- Cabot
- Coordinates: 40°45′57.6″N 79°45′50.4″W﻿ / ﻿40.766000°N 79.764000°W
- Country: United States
- State: Pennsylvania
- County: Butler
- Elevation: 1,198 ft (365 m)
- Time zone: UTC-5 (Eastern (EST))
- • Summer (DST): UTC-4 (EDT)
- ZIP code: 16023
- GNIS feature ID: 1170861

= Cabot, Pennsylvania =

Unincorporated community in Pennsylvania, US

Cabot is an unincorporated community in Butler County, Pennsylvania, United States.

== History ==
Cabot was founded in 1806 as a rural community in Winfield Township. The community was first founded by Frederick Doerr, but the town eventually became named after Godfrey Lowell Cabot, who founded the Cabot Academy. The community has a history of being an agricultural community closely associated with Winfield Township.

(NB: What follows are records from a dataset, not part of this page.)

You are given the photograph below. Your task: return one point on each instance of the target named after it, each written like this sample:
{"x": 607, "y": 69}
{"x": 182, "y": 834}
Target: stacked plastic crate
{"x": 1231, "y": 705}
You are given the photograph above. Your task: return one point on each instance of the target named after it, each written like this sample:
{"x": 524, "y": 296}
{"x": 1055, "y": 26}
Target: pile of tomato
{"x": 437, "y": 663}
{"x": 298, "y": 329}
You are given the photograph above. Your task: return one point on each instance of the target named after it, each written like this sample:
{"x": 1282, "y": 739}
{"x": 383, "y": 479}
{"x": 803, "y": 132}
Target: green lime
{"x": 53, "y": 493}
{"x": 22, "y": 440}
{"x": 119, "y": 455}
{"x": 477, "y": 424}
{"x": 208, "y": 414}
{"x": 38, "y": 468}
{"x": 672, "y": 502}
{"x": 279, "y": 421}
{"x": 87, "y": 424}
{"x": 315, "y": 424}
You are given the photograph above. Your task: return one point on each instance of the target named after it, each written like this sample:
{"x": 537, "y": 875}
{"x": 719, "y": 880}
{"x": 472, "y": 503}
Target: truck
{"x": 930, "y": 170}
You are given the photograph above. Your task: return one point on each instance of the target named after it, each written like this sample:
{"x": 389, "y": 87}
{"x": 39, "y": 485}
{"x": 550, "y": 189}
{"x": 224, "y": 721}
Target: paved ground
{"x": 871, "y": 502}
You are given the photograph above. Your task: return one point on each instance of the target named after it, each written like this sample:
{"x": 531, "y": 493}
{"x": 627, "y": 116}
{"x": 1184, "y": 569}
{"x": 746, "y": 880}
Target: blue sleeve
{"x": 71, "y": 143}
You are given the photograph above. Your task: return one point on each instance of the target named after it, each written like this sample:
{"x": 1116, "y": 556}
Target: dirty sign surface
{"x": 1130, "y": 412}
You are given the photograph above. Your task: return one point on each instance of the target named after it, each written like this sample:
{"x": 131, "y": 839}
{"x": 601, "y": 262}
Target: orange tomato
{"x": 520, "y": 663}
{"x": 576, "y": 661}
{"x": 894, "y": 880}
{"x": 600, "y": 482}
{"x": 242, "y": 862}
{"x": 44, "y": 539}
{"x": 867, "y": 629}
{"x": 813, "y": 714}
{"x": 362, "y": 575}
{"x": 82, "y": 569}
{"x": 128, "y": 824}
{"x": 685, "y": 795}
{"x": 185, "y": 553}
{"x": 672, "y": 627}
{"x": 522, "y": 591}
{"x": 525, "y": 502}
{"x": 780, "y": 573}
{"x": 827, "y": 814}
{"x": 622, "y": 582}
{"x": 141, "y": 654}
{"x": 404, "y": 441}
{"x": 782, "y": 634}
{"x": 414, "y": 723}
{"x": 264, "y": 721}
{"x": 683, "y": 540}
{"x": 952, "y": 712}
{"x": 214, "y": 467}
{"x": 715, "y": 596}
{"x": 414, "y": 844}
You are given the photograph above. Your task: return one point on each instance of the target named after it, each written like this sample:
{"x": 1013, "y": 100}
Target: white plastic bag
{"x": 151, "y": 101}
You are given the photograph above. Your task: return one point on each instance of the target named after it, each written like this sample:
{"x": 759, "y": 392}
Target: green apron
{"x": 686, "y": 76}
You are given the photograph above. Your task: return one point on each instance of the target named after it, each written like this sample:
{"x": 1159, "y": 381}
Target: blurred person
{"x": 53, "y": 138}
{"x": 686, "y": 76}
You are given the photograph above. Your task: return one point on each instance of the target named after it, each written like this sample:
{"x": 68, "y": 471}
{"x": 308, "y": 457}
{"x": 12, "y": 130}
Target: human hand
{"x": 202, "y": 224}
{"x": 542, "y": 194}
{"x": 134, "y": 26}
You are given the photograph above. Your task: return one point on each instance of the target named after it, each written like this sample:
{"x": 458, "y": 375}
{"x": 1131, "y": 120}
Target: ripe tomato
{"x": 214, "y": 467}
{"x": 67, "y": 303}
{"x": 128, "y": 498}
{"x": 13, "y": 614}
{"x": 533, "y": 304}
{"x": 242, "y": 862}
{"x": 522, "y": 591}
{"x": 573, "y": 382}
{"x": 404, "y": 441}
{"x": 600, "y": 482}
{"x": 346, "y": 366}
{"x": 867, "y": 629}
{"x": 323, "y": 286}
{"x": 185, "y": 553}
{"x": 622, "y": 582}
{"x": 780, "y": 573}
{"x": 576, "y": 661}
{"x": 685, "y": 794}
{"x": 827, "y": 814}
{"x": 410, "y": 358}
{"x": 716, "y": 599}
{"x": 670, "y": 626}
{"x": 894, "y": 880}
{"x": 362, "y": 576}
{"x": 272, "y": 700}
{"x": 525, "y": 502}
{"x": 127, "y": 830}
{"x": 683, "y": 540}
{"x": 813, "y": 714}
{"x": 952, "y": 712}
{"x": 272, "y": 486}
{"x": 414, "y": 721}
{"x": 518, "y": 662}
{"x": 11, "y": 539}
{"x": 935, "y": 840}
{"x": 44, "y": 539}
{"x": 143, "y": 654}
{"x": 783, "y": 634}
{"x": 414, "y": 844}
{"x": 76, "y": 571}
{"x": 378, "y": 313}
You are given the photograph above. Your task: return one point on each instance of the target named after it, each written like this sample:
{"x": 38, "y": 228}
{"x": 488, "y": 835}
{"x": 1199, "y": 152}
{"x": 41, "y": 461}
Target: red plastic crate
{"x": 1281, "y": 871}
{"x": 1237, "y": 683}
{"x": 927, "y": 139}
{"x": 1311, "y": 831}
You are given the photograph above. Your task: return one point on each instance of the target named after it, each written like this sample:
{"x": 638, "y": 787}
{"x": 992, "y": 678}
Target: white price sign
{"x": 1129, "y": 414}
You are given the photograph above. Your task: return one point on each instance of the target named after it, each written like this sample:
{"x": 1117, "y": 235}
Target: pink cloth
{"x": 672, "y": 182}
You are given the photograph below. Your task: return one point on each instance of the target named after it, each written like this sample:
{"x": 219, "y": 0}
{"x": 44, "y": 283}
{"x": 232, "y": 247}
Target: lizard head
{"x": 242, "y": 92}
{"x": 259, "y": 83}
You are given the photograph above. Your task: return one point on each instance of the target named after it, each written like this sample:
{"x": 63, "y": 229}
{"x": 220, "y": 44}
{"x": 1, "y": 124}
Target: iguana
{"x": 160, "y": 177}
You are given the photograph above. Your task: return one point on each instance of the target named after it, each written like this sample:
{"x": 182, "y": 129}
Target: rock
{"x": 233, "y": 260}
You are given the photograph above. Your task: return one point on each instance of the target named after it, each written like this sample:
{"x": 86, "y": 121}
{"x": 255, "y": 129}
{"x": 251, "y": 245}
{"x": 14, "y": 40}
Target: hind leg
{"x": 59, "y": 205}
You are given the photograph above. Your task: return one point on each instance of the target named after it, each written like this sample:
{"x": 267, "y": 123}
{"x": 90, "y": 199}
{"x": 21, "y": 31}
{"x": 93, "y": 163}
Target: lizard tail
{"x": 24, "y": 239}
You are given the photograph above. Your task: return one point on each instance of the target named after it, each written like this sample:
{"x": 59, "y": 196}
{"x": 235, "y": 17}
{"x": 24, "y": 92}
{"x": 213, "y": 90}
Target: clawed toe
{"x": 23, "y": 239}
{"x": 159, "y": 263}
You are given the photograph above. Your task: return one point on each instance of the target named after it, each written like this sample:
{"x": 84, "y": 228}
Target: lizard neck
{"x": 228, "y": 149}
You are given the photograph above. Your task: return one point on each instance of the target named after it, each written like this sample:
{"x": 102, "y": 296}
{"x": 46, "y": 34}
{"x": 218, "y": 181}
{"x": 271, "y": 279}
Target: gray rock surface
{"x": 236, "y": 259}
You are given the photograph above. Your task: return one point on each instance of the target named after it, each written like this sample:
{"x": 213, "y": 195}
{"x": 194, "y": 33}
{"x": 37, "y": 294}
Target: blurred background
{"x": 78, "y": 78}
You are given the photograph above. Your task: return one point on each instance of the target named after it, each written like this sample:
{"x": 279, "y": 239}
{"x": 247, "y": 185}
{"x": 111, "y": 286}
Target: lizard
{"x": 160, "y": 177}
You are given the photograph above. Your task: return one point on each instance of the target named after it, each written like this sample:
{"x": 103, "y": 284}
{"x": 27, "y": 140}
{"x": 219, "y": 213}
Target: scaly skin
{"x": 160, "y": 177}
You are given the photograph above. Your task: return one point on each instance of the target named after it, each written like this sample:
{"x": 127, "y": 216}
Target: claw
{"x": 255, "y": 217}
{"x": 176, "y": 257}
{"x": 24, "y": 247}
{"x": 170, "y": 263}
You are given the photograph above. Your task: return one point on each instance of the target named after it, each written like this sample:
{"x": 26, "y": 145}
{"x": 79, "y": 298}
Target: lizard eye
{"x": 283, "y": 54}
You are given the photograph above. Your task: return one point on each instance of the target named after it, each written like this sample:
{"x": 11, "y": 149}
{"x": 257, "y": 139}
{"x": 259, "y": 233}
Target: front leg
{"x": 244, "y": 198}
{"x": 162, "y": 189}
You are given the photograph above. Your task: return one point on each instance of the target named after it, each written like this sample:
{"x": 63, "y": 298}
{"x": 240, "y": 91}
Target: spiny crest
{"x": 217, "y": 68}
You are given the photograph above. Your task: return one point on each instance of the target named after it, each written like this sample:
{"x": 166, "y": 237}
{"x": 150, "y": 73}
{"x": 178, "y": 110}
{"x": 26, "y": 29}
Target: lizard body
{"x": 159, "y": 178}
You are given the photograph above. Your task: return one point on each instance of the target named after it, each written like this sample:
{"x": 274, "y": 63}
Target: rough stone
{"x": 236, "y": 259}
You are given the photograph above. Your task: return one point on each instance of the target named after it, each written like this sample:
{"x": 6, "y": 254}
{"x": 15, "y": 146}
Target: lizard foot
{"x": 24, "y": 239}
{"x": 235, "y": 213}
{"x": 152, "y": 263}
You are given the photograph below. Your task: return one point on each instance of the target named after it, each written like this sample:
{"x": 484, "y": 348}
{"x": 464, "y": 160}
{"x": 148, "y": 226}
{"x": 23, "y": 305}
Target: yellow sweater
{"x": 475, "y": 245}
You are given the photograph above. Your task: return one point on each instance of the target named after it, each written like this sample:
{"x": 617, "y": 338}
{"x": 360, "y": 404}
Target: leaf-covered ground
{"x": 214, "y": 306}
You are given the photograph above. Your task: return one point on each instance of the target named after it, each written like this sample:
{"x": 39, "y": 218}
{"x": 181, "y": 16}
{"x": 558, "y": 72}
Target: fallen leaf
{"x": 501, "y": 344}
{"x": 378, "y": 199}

Eight-year-old Cherrie Mahan, the first child featured on the direct-mailer marketer company ADVO's "Have You Seen Me?" program, disappeared after getting off her school bus near her home near Cabot on February 22, 1985. She has never been found.

On July 19, 2024, the funeral of Corey Comperatore, a firefighter and the only person killed in the attempted assassination of Donald Trump, was held at the church he was a member of. The funeral was attended by thousands of mourners.